If you don't care about them adding up to exactly 1, the following should also run faster:
foo<-replicate(1e6,{oo<-0;while(length(unique(oo))!=length(oo)) oo<-round((ii<-runif(10))/sum(ii),2);oo})

And if you just want real numbers that add up to 1, and put in the stipulation of two decimal places because you thought it would make the task computationally easier, it doesn't. The easiest and fastest way to generate vectors that each add up to 1 is this (21 seconds on my computer):
foo<-replicate(1e6,(ii<-runif(10))/sum(ii))

Actually, this is even faster (less than two seconds):
foo <-matrix(runif(1e7),nrow=10); foo<-foo/rbind(colSums(foo))[rep(1,10),]

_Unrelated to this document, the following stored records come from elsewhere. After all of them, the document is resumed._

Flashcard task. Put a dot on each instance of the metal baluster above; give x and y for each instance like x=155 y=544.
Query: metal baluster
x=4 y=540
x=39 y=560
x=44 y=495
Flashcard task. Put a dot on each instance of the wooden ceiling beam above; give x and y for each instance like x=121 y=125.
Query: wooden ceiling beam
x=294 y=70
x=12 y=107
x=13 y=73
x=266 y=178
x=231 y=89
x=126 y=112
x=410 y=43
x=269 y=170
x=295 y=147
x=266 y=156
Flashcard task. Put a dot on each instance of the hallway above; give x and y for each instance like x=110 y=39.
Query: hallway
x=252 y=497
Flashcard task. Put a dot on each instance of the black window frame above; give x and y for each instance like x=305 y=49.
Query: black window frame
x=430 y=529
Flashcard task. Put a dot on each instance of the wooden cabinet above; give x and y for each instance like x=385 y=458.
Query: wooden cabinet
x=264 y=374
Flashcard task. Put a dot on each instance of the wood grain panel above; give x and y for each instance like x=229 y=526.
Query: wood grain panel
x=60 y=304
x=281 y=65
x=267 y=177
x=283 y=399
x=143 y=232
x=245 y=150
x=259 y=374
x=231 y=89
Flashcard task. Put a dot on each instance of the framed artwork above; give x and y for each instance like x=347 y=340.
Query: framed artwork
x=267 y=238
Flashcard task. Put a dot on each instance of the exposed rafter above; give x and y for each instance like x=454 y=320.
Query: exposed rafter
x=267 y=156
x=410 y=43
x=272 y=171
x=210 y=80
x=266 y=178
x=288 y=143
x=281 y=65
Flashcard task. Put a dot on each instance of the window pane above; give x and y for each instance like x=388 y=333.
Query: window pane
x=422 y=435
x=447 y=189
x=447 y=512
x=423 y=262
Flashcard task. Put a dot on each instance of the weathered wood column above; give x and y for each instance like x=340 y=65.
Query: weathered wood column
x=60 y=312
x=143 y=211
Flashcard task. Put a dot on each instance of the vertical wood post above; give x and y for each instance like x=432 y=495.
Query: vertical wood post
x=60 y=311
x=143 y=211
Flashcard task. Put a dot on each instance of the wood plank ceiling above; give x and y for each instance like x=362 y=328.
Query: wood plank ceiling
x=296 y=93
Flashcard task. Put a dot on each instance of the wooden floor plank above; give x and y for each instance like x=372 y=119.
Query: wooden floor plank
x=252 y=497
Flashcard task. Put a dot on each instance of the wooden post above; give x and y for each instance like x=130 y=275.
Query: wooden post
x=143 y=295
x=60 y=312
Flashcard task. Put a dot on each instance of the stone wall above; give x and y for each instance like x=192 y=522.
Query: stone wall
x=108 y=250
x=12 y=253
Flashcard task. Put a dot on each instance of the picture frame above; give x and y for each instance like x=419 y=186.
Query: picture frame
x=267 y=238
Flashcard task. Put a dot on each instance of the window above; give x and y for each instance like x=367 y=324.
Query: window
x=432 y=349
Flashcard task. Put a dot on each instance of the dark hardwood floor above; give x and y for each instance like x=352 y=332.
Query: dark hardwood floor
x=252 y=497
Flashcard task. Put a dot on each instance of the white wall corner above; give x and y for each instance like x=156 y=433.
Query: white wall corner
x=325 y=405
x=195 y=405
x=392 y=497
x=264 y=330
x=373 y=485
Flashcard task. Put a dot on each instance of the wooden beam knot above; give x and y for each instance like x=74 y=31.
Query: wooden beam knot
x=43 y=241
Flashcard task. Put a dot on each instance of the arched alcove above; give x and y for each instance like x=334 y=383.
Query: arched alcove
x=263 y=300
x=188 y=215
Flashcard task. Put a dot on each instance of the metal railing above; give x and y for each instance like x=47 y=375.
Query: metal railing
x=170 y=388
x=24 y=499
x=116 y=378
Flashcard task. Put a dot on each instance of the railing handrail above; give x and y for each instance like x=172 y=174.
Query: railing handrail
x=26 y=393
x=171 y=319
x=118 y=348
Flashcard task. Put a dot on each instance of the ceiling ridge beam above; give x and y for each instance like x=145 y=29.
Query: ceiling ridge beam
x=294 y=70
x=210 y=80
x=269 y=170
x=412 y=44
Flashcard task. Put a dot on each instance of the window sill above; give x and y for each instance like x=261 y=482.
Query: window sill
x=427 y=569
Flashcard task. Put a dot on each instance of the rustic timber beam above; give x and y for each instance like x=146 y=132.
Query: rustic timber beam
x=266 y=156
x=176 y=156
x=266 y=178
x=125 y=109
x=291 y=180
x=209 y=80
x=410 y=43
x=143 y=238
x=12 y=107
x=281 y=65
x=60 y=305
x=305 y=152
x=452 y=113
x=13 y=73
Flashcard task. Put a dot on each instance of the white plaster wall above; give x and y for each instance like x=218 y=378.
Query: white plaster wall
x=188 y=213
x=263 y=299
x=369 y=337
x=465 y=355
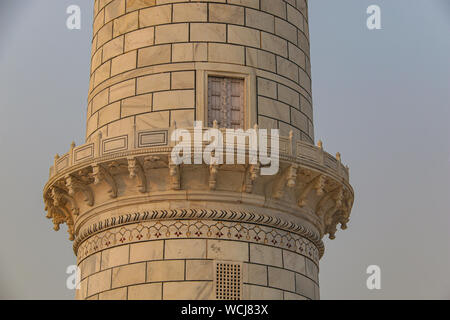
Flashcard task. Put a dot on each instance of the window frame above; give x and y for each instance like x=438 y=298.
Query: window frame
x=249 y=107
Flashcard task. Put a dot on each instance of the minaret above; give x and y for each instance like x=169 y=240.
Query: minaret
x=144 y=227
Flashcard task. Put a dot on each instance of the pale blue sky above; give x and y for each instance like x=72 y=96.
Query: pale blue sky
x=381 y=98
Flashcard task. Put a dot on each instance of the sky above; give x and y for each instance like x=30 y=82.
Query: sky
x=381 y=99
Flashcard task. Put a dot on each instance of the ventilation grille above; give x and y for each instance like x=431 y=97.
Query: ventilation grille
x=228 y=281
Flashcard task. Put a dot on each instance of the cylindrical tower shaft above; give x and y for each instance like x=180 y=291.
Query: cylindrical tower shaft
x=147 y=228
x=151 y=61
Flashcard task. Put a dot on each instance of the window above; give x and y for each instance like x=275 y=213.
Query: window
x=228 y=281
x=226 y=102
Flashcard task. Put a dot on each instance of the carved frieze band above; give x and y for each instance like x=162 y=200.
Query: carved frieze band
x=176 y=228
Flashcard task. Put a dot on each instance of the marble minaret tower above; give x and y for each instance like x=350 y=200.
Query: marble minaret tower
x=144 y=227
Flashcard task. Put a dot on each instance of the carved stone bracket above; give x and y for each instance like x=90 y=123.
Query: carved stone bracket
x=60 y=198
x=253 y=172
x=101 y=174
x=213 y=170
x=135 y=169
x=55 y=205
x=287 y=179
x=73 y=185
x=318 y=184
x=174 y=176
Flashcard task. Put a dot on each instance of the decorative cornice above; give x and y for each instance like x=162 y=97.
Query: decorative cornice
x=310 y=180
x=199 y=214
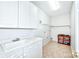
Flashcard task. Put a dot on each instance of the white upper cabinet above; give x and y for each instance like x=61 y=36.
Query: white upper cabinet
x=8 y=14
x=44 y=19
x=27 y=15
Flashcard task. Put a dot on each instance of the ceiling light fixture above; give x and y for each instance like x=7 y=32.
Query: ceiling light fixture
x=54 y=5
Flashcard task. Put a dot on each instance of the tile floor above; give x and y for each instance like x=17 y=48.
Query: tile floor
x=56 y=50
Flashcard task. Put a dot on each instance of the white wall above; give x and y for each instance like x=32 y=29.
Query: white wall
x=60 y=20
x=60 y=25
x=73 y=27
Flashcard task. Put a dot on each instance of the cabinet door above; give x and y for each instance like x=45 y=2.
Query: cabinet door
x=34 y=50
x=8 y=14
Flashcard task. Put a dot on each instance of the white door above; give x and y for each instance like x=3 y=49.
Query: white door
x=34 y=22
x=43 y=17
x=34 y=50
x=8 y=14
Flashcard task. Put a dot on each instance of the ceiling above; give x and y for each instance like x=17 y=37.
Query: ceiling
x=65 y=7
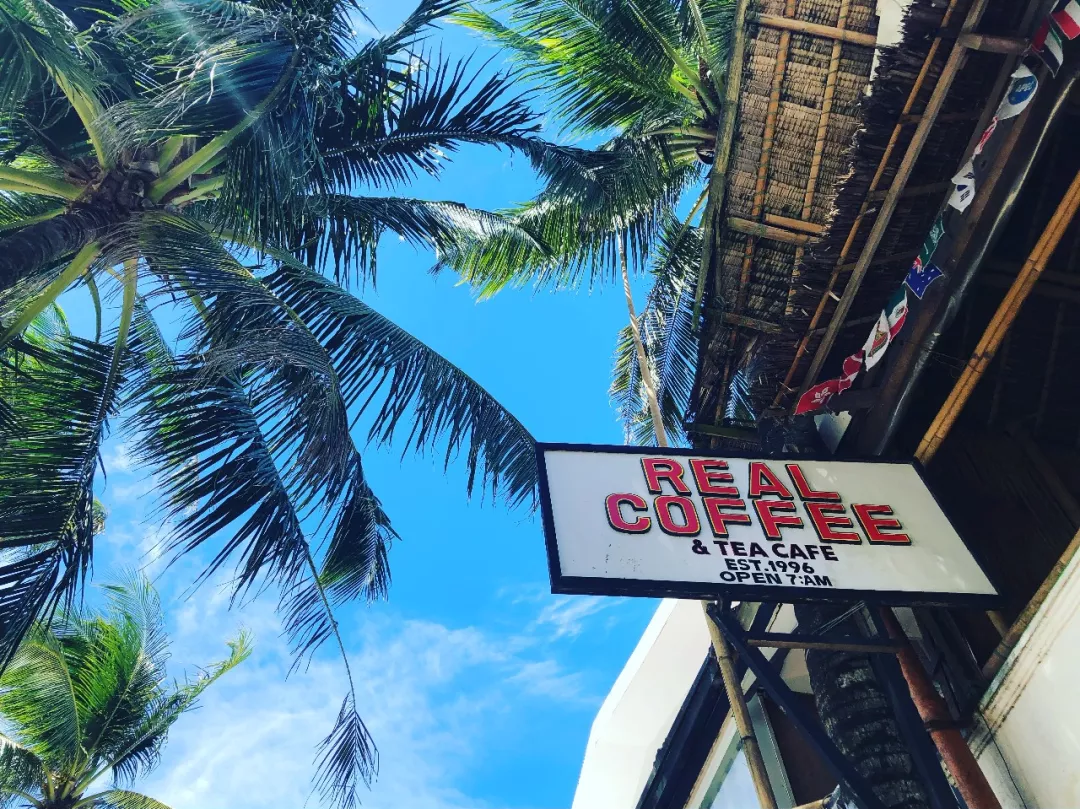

...the uniqueness and summing up to exactly 1 take care of themselves when you relax the two decimal places requirement.
By the way, in all the above examples, foo is a matrix, each of whose columns is a vector $v_k$.
I'm sorry if the question I answered was not the one you meant to ask. Most people on the StackOverflow sites will generally just flame you for not providing all relevant information (as if it's always obvious what is relevant to answering a question and waht isn't). So, I believe that it's more constructive to instead fill in the blanks with what I would reasonably expect you to mean, and answer that question, thus either guessing right or sending you a positive message to refine the question. 
Now I have a question, for my own curiousity. What procedure or simulation could possibly require numbers that fit these criteria? Are you trying to empirically get the probability density function of a uniform distribution or something? Because there's probably an easier way.